Bir başka konuyu da ben özellikle gündeme taşımak istiyorum. Bunu bütçeleme sürecinde de gördük. Meclisi çalıştırmak, önceden iktidar partilerinin, şimdi de Hükûmeti destekleyen siyasi partilerin görevi. Ama ben öyle gördüm ki yeni sistem, bizzat AK PARTİ tarafından algılanmamış. Bakın, bütçe teklifi var, bütçe teklifini sunuyorlar ve bütün partiler görüşlerini belirtiyor ve sonunda Sayın Bakan, ilgili bir cevap verecek ama her maddeyi AK PARTİ grup başkan vekilleri, sanki önceki sistem gibi, söz alıp savunuyorlar, hatta AK PARTİ'ye hiçbir sataşma olmaması durumunda bile. Âdeta "Ormanlar mı değerli, madenler mi değerli?" okullarda yaptığımız daha önceki münazara dönemlerindeki gibi. Meclis etkin çalışmıyor. Bakın, yok. Bakın, millete şikâyet ediyorum: 3, 5, 7, 9, 10, 12... Yine AK PARTİ'den toplam olarak 15 kişi yok. Yani Meclis etkin çalışmıyor.
AHMET AKIN (Balıkesir) - Nerede bu milletvekilleri?
İSMAİL TATLIOĞLU (Devamla) - Bilmiyorum nerede ama ben bunu samimi söylüyorum.
Bir başka konu...
ZÜLFÜ DEMİRBAĞ (Elâzığ) - İktidar olduğu zaman da muhalefet olmuyor yani.
İSMAİL TATLIOĞLU (Devamla) - Evet, bakalım, değiştiğinde de bir bakarsınız, var mı?
Bir başka konu var, parti dili ile devlet dili birbirine karıştı. Bakın, parti dilini devlet dili kullanırsa devlet acziyet içinde olur. Devlet, parti dilini kullanırsa sert, otoriter, faşizan diyebilirsiniz ama öbürkünde zafiyet olur.

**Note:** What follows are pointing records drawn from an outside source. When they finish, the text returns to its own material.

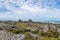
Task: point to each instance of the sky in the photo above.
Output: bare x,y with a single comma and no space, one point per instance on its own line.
37,10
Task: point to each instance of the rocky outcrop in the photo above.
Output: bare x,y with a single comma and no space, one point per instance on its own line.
4,35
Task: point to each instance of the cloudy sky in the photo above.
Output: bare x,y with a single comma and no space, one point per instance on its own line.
36,10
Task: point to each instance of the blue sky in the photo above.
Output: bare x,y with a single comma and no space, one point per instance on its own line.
36,10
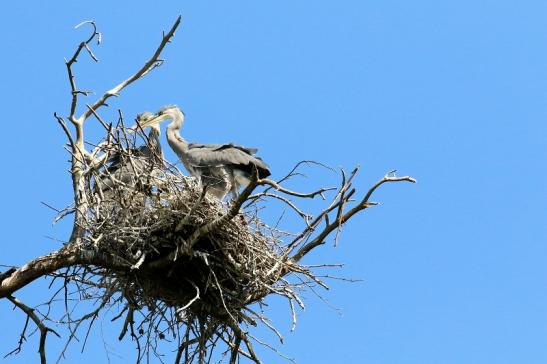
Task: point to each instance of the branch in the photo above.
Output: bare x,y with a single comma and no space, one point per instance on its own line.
43,328
152,63
319,240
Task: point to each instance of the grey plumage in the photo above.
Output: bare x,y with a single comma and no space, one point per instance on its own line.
222,168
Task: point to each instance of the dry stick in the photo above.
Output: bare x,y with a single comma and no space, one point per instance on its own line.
43,328
152,63
74,90
296,194
345,217
209,227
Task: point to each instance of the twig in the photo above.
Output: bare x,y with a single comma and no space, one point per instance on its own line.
38,322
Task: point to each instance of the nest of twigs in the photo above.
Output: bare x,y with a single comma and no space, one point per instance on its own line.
191,265
150,228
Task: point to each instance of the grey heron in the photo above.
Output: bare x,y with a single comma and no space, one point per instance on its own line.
222,168
144,160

Bakın, dün bir milletvekili arkadaşımız dedi ki: "Siirt'te bir hanede 700 seçmen tespit edildi." Ben bu sıralardan şunu beklerdim ki -başka bir örnek daha vereceğim- bekledim: "Bir dakika, hiç merak etmeyin, biz bunun takipçisi olacağız ve asla böyle bir şeye müsaade etmeyiz." Devlet bunu konuşur. Ne dedik? "PKK yapmıştır." Ya, bu, cevap mı Allah aşkına? Kim yaparsa yapsın yani cinayeti o işlemiş, bu işlemiş... (İYİ PARTİ sıralarından alkışlar) Ya, böyle bir şey olur mu?

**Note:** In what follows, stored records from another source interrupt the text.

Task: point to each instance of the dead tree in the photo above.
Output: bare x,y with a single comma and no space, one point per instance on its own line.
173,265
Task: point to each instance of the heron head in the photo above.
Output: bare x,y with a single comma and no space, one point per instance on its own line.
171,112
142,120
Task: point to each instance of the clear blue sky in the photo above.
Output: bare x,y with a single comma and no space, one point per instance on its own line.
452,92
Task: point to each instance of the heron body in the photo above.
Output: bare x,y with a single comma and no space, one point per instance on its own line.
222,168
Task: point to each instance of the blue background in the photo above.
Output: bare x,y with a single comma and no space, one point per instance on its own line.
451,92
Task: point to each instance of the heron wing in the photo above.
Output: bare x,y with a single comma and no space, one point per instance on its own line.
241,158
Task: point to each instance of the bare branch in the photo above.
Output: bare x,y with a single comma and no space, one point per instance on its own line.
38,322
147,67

Aynı şeyi bakın Tarım Bakanlığı bütçesinde de ben dile getirdim. Tarım Bakanlığı bütçesi görüşülürken Sayın Bakan diyor ki: "On beş dakikada orman yangınlarına müdahale ediyoruz." Arkadan bir milletvekili dedi ki, onun tabiriyle söylüyorum: "Neden Dersim'de bir haftada oldu?" Bakan döndü, yanındaki danışmanından bilgilendi "Müsaade etseydiniz de hemen gitseydik." dedi. Ben orada anında müdahale ettim. Devlet dili böyle olmaz. Ne demek müsaade etseydiniz? Bu kadar acemilik olur mu? Böyle bir yapı olur mu? Müsaade mi isteyeceğiz? "Efendim, şurada yangın var, müsaade edin de biz bir geçelim."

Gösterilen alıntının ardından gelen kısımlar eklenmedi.